Entlassen aus der Isolationshaft, dann untergetaucht
Proll war Mitglied der ersten Generation der [1][RAF.] Mit 22 Jahren war sie zusammen mit Andreas Baader und Gudrun Ensslin in den Untergrund gegangen, da wurde nach ihr noch gar nicht gefahndet. Bei der Geburtsstunde der RAF, der Baader-Befreiung, soll sie den Fluchtwagen gefahren haben. An den späteren Morden war sie nicht beteiligt. 1971 wurde Proll verhaftet und musste in Isolationshaft. Dort erging es ihr so schlecht, dass ihr Prozess abgebrochen und Proll aus der U-Haft entlassen wurde. Sie nutzte die Gelegenheit, um unterzutauchen – bis zu ihrer Festnahme.

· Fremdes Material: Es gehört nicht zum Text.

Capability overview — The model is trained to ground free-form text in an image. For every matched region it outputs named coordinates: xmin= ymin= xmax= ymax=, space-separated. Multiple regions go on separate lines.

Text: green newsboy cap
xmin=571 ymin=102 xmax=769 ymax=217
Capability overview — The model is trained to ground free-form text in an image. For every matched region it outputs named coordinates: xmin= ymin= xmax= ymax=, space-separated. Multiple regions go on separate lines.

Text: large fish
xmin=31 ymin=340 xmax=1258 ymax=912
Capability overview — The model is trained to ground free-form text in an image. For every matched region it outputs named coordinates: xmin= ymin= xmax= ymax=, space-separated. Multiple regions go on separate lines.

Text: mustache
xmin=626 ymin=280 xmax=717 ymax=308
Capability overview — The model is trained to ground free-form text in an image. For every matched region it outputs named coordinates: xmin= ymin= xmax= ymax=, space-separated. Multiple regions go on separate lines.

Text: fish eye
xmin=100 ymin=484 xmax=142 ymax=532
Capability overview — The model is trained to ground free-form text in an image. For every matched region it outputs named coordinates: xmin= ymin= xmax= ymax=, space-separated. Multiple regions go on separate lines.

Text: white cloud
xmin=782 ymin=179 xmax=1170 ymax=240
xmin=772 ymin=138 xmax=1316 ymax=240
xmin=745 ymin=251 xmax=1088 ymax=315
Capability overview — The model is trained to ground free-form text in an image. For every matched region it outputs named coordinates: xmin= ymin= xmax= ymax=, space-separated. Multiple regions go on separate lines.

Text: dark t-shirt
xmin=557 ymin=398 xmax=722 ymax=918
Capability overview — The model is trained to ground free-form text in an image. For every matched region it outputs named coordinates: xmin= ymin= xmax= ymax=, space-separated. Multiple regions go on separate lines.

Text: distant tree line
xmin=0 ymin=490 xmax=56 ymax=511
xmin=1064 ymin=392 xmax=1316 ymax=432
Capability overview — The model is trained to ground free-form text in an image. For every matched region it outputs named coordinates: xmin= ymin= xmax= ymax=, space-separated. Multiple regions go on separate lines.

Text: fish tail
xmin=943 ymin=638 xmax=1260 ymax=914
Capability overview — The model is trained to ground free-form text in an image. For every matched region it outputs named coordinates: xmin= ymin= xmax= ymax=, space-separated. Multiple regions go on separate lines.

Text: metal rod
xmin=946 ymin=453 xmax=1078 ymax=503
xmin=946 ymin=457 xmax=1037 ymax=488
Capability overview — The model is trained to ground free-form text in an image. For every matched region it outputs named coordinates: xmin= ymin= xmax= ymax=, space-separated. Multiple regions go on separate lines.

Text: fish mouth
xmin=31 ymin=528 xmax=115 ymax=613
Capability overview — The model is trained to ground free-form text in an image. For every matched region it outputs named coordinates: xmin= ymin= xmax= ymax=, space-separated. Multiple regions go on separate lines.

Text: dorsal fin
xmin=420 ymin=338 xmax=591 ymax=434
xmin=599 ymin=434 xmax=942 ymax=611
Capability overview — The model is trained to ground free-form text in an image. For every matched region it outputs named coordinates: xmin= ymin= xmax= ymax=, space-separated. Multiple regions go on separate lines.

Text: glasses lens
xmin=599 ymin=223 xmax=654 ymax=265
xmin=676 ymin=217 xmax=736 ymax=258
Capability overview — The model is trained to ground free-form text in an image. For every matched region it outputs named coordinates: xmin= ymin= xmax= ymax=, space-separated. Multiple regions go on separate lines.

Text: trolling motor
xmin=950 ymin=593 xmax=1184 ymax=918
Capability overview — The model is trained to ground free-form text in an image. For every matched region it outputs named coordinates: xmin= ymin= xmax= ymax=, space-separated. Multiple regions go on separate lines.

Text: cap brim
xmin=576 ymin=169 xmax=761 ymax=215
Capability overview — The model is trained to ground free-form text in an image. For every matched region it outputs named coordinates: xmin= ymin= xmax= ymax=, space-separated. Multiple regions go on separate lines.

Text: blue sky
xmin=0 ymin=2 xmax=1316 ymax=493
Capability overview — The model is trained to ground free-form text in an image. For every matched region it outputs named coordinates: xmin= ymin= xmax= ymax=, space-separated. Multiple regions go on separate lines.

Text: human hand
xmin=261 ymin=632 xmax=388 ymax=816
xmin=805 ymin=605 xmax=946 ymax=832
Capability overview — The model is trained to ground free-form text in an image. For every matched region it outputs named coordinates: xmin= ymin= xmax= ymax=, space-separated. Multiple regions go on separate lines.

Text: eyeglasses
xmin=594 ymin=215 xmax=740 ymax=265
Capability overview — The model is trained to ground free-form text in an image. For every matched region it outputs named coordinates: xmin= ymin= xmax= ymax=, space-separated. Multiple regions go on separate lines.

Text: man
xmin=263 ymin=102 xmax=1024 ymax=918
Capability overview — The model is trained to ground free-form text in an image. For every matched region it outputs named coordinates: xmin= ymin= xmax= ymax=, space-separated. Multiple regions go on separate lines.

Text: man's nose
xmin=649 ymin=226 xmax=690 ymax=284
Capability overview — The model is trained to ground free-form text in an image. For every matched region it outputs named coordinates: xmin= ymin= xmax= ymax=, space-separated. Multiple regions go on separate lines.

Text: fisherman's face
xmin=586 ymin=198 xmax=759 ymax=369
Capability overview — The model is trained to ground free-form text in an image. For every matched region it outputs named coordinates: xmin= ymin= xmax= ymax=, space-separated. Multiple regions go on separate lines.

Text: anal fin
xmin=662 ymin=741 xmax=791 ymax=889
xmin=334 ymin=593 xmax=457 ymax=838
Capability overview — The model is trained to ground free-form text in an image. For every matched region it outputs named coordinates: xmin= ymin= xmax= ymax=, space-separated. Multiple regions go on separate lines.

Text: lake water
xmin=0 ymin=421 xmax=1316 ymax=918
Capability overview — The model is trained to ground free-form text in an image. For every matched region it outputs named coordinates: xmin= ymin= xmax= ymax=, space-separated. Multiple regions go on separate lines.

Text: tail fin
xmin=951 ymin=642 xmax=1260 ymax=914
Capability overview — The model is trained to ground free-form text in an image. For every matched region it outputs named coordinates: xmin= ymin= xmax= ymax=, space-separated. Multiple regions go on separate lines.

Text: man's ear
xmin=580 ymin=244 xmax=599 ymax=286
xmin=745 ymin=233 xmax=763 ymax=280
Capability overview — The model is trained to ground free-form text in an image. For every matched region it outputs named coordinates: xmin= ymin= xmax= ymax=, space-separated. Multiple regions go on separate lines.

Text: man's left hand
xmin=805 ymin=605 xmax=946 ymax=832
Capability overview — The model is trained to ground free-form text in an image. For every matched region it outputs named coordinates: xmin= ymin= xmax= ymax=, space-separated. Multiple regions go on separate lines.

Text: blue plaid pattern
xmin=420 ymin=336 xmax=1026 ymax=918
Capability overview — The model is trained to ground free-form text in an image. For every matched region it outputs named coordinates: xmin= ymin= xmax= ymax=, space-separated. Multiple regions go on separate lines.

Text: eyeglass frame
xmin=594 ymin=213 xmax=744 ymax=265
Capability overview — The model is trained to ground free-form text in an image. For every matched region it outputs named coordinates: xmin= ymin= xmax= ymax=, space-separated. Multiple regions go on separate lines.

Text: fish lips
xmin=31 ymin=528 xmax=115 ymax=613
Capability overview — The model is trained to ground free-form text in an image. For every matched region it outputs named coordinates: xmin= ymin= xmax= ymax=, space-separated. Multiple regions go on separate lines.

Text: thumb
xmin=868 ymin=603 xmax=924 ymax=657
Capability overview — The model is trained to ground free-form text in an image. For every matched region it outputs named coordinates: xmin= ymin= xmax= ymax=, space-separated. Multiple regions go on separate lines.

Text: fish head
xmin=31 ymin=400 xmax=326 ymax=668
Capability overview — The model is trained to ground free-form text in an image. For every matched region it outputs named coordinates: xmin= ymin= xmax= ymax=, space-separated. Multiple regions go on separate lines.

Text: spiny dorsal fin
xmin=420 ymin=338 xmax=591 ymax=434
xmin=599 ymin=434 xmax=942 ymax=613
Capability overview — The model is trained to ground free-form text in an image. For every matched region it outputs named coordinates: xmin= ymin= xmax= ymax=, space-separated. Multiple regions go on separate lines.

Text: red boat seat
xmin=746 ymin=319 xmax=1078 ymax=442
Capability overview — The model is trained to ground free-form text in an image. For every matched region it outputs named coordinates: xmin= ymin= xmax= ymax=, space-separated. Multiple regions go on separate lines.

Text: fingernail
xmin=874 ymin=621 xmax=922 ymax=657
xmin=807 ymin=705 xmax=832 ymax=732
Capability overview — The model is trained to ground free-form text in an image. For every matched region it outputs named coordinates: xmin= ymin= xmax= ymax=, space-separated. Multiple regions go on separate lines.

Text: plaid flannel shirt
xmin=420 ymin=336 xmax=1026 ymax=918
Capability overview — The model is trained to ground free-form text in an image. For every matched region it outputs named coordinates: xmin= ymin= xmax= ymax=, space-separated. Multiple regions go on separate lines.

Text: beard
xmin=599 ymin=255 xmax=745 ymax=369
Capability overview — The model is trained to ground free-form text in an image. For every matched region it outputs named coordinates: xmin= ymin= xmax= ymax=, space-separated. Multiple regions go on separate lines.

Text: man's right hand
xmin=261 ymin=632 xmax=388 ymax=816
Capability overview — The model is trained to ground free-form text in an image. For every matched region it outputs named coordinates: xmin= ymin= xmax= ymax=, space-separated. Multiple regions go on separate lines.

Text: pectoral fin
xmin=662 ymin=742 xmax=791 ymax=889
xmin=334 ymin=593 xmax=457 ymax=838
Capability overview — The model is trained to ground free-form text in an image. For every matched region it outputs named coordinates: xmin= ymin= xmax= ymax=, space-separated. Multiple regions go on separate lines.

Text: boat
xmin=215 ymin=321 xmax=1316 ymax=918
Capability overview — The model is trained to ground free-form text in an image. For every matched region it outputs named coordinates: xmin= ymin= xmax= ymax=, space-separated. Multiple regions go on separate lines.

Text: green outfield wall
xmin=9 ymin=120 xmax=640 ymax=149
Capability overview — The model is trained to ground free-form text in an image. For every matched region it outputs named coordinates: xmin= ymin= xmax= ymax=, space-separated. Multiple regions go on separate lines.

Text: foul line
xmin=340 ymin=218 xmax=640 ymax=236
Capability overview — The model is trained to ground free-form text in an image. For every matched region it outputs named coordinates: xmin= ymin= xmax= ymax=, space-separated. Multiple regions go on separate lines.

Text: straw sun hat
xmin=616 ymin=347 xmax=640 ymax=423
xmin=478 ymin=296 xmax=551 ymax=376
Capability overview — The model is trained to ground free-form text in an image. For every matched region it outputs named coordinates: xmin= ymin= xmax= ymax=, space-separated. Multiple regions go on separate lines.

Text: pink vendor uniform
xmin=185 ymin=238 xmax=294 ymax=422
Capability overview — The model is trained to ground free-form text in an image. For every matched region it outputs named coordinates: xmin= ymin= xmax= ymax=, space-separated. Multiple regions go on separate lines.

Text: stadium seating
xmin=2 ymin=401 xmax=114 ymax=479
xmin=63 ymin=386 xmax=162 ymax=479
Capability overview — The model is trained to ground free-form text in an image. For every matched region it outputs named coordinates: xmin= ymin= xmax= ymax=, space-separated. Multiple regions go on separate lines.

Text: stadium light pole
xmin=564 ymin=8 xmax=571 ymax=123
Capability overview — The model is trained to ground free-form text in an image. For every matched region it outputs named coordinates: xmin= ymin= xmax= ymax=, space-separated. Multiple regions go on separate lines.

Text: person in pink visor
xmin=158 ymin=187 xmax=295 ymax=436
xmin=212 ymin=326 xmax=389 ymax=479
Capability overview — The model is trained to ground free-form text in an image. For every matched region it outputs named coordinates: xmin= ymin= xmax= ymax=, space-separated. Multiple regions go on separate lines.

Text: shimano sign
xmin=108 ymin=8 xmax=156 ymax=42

Kaum ein Thema hat die frisch gegründete taz seitdem so begleitet wie die RAF. [2][Erst im vergangenen Jahr erschien ein Brief vom untergetauchten Burkhard Garweg.]
Am Telefon erzählt Proll, sie habe spät verstanden, wie sehr sich FDP-Innenminister Gerhart Baum für sie eingesetzt habe. Nach ihrer Auslieferung wurde der Vorwurf des versuchten Mordes fallen gelassen, Proll wurde wegen Raubüberfalls und Urkundenfälschung verurteilt. Wegen ihrer langen Untersuchungshaft musste sie nicht mehr ins Gefängnis.
Im Untergrund seien die Medien „der Feind“ gewesen, aber nach ihrer Haft brauchte sie einen Job: Sie arbeitete als Fotoredakteurin für Tempo, auch mal freiberuflich für den Spiegel, obwohl Rudolf Augstein das nicht gern gesehen habe. Damit schließt sich ein Kreis: Denn von Proll stammen frühe ikonische RAF-Fotos, von Andreas Baader und Gudrun Ensslin nach dem Untertauchen in Paris, bevor das RAF-Bild von Fahndungsplakaten geprägt war.
Wer hat sich seit der ersten Ausgabe nun mehr verändert, Astrid Proll oder die taz? „Ach, wir beide“, sagt Proll, und dann: „Ich auf jeden Fall. Mein Bestreben war, mich anzupassen. Ich habe lange genug als Außenseiterin gelebt.“
Was Proll der taz wünscht
Proll liest heute die Süddeutsche, im E-Paper. Weil sie manche der Autorinnen aus ihrer Zeit bei Tempo kennt. Und obwohl die SZ „wahnsinnig bürgerlich“ sei. Gilt das heute auch für sie? „Ach, dafür ist meine Rente zu klein“, sagt Proll, aber sie wolle nicht klagen, „ich habe immer für mich allein gesorgt.“ Gerade hat Proll ihre Autobiografie geschrieben, sie erscheint im kommenden Jahr.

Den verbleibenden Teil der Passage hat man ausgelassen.